Background The benefits of treatment of hepatitis C virus with direct-acting antiviral drugs in patients with decompensated liver cirrhosis (DLC) are still unclear. Aim To evaluate the degree of improvement in hepatic decompensation events and quality of life (QOL) in treated patients with DLC. Patients and methods One hundred and fifty patients with hepatitis C virus-related DLC were included; 75 of these patients received treatment (group I) [sofosbuvir (SOF) with either daclatasvir or ledipasvir for 24 weeks without ribavirin (RBV) or for 12 weeks with RBV] and 75 patients did not receive treatment as a comparable group (group II).
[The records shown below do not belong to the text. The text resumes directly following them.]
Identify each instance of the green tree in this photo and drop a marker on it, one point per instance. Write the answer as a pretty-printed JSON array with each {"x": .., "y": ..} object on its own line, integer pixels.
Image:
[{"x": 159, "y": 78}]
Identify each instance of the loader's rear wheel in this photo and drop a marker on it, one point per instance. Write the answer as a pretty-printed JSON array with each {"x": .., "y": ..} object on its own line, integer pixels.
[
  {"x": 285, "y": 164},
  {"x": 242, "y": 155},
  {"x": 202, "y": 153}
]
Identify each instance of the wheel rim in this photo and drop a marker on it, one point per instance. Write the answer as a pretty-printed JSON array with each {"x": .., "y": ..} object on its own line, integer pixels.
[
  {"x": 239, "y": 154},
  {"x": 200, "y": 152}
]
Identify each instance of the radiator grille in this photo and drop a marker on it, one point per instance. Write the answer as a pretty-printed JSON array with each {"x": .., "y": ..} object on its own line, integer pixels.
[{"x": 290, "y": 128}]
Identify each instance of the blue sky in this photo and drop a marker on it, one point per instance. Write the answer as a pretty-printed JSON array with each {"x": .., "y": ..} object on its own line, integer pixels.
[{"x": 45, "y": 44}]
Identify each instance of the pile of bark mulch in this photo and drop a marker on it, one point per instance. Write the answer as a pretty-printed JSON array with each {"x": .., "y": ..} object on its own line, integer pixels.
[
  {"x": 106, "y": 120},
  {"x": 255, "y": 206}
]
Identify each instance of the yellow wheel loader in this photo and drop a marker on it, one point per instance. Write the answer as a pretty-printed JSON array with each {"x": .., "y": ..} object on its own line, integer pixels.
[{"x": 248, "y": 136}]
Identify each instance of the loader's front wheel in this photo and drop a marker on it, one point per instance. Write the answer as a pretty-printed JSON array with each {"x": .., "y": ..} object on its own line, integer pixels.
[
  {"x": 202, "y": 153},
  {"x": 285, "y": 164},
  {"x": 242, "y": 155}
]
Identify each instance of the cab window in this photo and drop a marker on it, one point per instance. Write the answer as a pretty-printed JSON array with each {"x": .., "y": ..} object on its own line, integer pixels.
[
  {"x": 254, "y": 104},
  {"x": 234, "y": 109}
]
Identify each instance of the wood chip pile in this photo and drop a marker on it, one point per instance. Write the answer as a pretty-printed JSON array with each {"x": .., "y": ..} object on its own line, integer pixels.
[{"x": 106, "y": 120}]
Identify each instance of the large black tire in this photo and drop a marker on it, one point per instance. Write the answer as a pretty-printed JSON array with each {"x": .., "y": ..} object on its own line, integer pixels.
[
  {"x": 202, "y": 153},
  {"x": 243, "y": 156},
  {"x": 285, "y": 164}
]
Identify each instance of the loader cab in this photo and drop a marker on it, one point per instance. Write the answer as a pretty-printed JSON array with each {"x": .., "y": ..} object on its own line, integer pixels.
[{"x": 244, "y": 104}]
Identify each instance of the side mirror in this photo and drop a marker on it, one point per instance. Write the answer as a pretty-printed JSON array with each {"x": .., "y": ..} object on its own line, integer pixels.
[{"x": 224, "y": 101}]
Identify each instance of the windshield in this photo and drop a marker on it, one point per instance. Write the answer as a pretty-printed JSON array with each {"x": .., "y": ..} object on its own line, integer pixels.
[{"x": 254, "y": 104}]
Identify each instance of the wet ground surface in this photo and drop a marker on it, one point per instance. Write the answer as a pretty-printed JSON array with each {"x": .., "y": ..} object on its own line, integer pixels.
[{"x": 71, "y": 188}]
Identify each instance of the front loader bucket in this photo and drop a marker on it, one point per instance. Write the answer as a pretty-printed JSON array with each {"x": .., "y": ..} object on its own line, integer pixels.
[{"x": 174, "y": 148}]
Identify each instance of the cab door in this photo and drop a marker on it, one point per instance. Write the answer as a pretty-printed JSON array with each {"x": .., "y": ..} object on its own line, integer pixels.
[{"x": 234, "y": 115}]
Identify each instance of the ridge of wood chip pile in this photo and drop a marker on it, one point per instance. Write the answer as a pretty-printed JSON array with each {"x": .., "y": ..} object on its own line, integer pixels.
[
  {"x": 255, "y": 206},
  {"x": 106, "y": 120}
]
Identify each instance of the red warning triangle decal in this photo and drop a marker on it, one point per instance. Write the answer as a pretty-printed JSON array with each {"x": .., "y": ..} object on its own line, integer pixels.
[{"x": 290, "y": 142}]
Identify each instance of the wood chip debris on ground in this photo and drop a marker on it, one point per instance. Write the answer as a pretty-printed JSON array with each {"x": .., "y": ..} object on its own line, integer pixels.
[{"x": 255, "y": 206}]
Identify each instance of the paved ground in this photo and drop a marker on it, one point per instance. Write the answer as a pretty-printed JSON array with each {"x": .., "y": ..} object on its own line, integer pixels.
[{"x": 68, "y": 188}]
Patients who achieved a sustained virological response at 12 weeks were assessed in terms of decompensation events, model for end-stage liver disease score, Child-Turcotte-Pugh score, biochemical changes, and QOL (applied on Mcguill QOL questionnaire) before starting treatment and 6 months after end of treatment, and were compared with untreated patients. Results Forty-two (56%) patients received SOF/daclatasvir for 24 weeks without RBV and 19 (25.3%) patients received SOF/ledipasvir for 24 weeks without RBV. The model for end-stage liver disease score improved in treated patients (mean change -1.73), but worsened in untreated patients (mean change +11.8) before and after 6 months. Also, the Child-Turcotte-Pugh score improved significantly (P<0.001). Serum albumin, prothrombin time, bilirubin, α-fetoprotein, and alanine aminotransferase improved in treated patients (P<0.001). Health-related QOL improved in treated patients (mean change +17.65) and worsened in untreated ones (mean change -18.68; P<0.001). Conclusion Treated patients with DLC showed an improvement in liver tests and health-related QOL. Longer durations of follow-up for decompensation events are needed.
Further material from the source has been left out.